I ran the interpreter from root directory (cd /; python). Once running the interpreter, this is what I did:
>>> import pathlib
>>> pathlib.Path.cwd()
PosixPath('/')
# since the interpreter has been launched from root
>>> p = pathlib.Path('spam')
>>> p
PosixPath('spam')
# just for checking
>>> p.resolve()
PosixPath('//spam')
# beware of double slash instead of single slash
I also checked the behaviour of Path.resolve() in a non-root directory (in my case launching the interpreter from /Applications).
>>> import pathlib
>>> pathlib.Path.cwd()
PosixPath('/Applications')
>>> p = pathlib.Path('eggs')
>>> p
PosixPath('eggs')
>>> p.resolve()
PosixPath('/Applications/eggs')
# just one slash as root in this case (as should be)
So it seems that double slashes just appear while resolving relative paths in the root directory.
More examples are:
>>> pathlib.Path('spam/egg').resolve()
PosixPath('//spam/egg')
>>> pathlib.Path('./spam').resolve()
PosixPath('//spam')
>>> pathlib.Path('./spam/egg').resolve()
PosixPath('//spam/egg')
but
>>> pathlib.Path('').resolve()
PosixPath('/')
>>> pathlib.Path('.').resolve()
PosixPath('/')
Intriguingly,
>>> pathlib.Path('spam').resolve().resolve()
PosixPath('/spam')
# 'spam'.resolve = '//spam'
# '//spam'.resolve = '/spam'!!!
>>> pathlib.Path('//spam').resolve()
PosixPath('/spam')
I have found the same behaviour in several Python versions:
Python 3.6.5 (default, May 15 2018, 08:20:57)
[GCC 4.2.1 Compatible Apple LLVM 9.1.0 (clang-902.0.39.1)] on darwin
Python 3.4.8 (default, Mar 29 2018, 16:18:25)
[GCC 4.2.1 Compatible Apple LLVM 9.0.0 (clang-900.0.39.2)] on darwin
Python 3.5.5 (default, Mar 29 2018, 16:22:58)
[GCC 4.2.1 Compatible Apple LLVM 9.0.0 (clang-900.0.39.2)] on darwin
Python 3.7.0b4 (default, May 4 2018, 22:01:49)
[Clang 9.1.0 (clang-902.0.39.1)] on darwin
All running on: macOs High Sierra 10.13.4 (17E202)
There is also confirmation of same issue on Ubuntu 16.04 (Python 3.5.2) and Opensuse tumbleweed (Python 3.6.5)
I have searched for some information on this issue but I did not found anything useful.
Python docs (https://docs.python.org/3/library/pathlib.html) talks about "UNC shares" but this is not the case (in using a macOs HFS+ filesystem).
PEP 428 (https://www.python.org/dev/peps/pep-0428/) says:
Multiple leading slashes are treated differently depending on the path flavour.

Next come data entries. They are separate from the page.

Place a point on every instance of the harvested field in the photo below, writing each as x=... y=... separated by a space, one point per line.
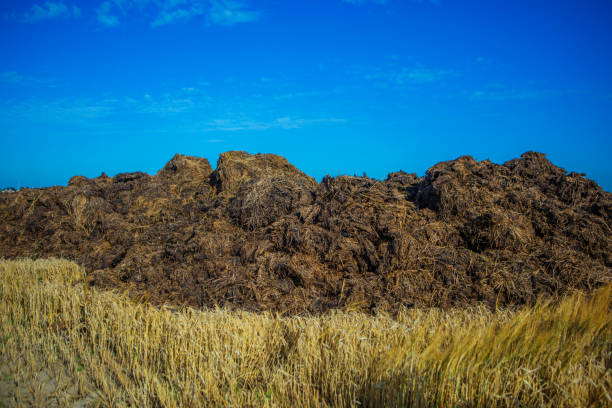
x=257 y=234
x=65 y=344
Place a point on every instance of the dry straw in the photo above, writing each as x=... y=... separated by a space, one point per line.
x=116 y=352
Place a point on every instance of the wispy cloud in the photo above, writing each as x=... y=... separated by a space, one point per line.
x=509 y=94
x=164 y=12
x=105 y=16
x=176 y=15
x=395 y=75
x=15 y=78
x=286 y=123
x=228 y=12
x=51 y=10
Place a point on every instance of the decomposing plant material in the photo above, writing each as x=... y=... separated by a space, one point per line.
x=258 y=234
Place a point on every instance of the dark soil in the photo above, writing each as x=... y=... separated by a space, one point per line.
x=258 y=234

They are always retained on Windows paths (because of the UNC notation):
>>> PureWindowsPath('//some/path')
PureWindowsPath('//some/path/')
On POSIX, they are collapsed except if there are exactly two leading slashes, which is a special case in the POSIX specification on pathname resolution [8] (this is also necessary for Cygwin compatibility):
>>> PurePosixPath('///some/path')
PurePosixPath('/some/path')
>>> PurePosixPath('//some/path')
PurePosixPath('//some/path')
I do not think that this is related to the aforementioned issue.

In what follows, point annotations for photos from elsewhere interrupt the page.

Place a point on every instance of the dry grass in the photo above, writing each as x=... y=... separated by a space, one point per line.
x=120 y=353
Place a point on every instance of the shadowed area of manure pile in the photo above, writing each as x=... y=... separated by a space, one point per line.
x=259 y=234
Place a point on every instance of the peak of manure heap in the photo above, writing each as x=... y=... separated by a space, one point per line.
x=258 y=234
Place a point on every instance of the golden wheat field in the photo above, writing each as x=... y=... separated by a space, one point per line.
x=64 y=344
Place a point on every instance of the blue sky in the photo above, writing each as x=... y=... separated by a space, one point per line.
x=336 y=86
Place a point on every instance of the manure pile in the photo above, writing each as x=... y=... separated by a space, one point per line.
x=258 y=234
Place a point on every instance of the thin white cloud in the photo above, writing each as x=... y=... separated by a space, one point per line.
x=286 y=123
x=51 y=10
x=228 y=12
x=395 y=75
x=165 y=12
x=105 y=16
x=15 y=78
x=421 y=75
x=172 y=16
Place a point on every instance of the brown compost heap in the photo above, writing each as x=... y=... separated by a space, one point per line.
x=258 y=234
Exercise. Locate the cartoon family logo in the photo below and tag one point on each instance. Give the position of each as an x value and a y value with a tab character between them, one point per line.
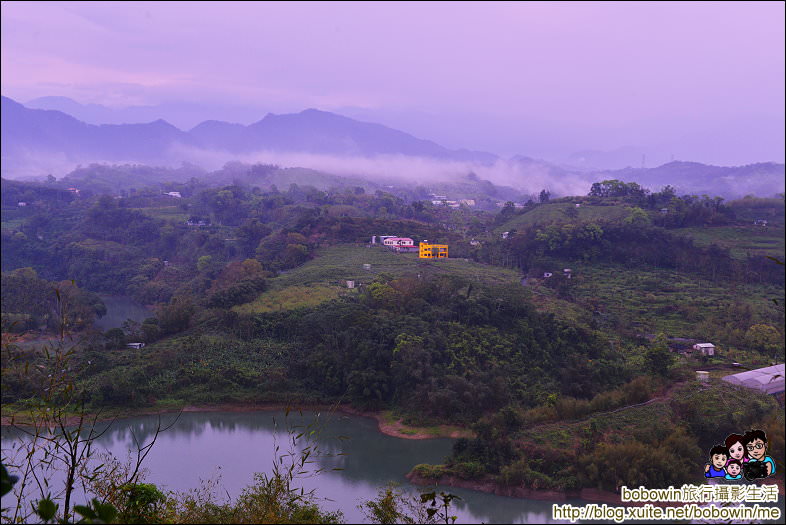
741	455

However, I also checked the POSIX specification link (http://pubs.opengroup.org/onlinepubs/009...#tag_04_11) and found:
A pathname that begins with two successive slashes may be interpreted in an implementation-defined manner, although more than two leading slashes shall be treated as a single slash.

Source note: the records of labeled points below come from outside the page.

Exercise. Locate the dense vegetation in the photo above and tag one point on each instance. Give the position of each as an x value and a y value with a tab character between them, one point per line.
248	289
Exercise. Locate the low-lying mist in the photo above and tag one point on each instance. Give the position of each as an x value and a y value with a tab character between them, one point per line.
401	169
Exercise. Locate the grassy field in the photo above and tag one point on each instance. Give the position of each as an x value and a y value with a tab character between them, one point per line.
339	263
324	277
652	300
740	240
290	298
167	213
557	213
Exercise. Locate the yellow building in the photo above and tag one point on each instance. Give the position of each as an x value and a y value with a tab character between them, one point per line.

I do not really think that this can cause a double slashes while resolving a relative path on macOs.
So, I think that this issue could be a real bug in pathlib.Path.resolve() method. Specifically on POSIX flavour.
A user of Python Forum (killerrex) and I have traced the bugs to Lib/pathlib.py:319 in the Python 3.6 repository https://github.com/python/cpython/blob/3...pathlib.py.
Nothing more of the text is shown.